Intentó ponerse en pie, viendo un pequeño charco de sangre fresca en el suelo. Con sus dedos, recogió cuanto pudo. Luego, llevó su mano a su boca.

—Regla de cinco segundos... fueron cinco segundos, ¿no?

—Tú... —Suspiró Elizabeth.

Finalmente, la nebulosa inundó la vista de Elizabeth, dejándola caer en el suelo, donde todo se tornó negro. No sintió ni siquiera el bofetón del piso.

La noche anterior, Irene había escuchado un fuerte portazo en su casa, seguido del grito de Petyr que reclamaba por verla. Acostumbrada a gritos de molestia, le sorprendía que este fuera de terror.

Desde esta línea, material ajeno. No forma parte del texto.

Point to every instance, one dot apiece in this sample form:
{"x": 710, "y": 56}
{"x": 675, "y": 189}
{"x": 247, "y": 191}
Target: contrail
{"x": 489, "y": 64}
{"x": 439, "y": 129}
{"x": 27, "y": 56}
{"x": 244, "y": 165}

Al correr hacia la entrada, vio a su hermano tirado sobre un mar de sangre, con su brazo cortado y sus ojos totalmente blancos como la luz. Cerró la puerta y llevó a Petyr hacia el sillón, donde le aplicó un torniquete.

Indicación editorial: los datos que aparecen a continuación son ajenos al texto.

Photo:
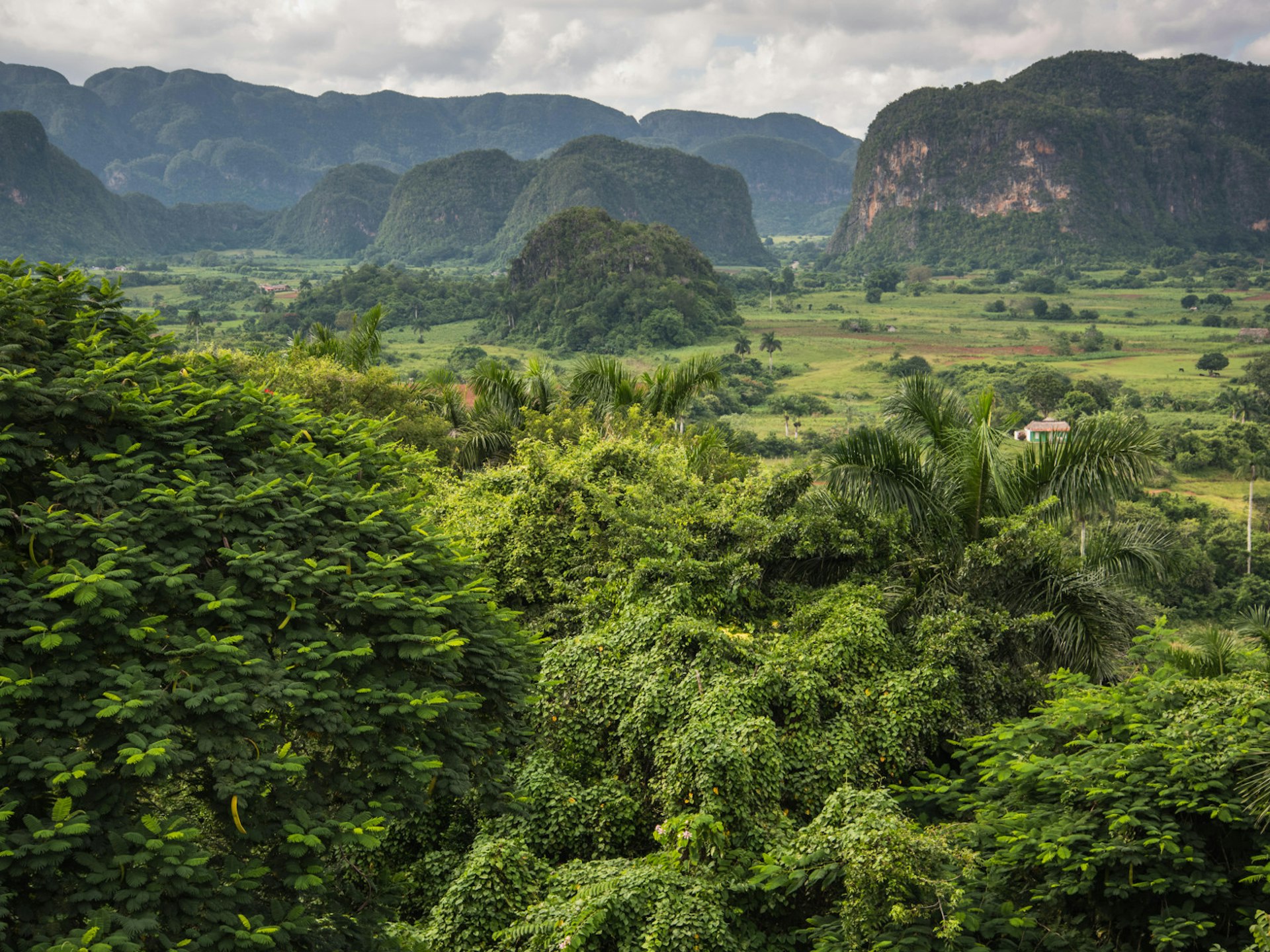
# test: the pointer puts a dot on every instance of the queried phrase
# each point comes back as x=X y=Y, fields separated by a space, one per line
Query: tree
x=359 y=348
x=1213 y=362
x=770 y=344
x=1046 y=389
x=228 y=626
x=943 y=462
x=609 y=387
x=884 y=280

—¿Qué te pasó? ¿Dónde te fuiste estos días? —Preguntó ella, incluso más asustada que él.

—Ese kaly... —Respondióle— ese puto kaly... —El miedo se palpaba en cada sílaba.

—¿Te enfrentaste al kaly? ¿Qué te hizo?

—Solo... solo cauteriza mi herida... ya no... ya no aguanto...

Irene obedeció.

Tomó una garrafa y un soplete, trayendo consigo un encendedor y una sartén de acero, junto a un guante de soldador. Abrió al máximo la llave de la garrafa y, luego, un poco la del soplete para poder encenderlo. Luego, hizo crecer la llama al máximo posible, un fuego bastante azul en la base que sorprendía a la joven y la intimidaba. Con el guante de soldador posó la sartén frente al fuego, resistiendo no solo el calor del mango, sino las llamas que se desviaban hacia los costados.

El sudor caía a mares de su rostro y pecho mientras la sartén se calentaba hasta que, finalmente, se puso al rojo incandescente, emanando una luz propia. Se descalzó y, como pudo, cerró la llave del gas con los dedos de sus pies.

—Bien... aquí voy —Suspiró.

Con su mano izquierda levantó en antebrazo de Petyr, no sin que éste dejase salir un rugido de dolor. Luego, posó el ardiente metal sobre la abierta herida.

El vapor negro se elevaba junto con el olor a carne, piel y cabello quemado mientras varias gotas de sangre hirviente salpicaba en todas las direcciones posibles. El metal silbaba agudamente y Petyr gritaba con tanto dolor y desgarro que podía oírse cómo lastimaba sus cuerdas vocales.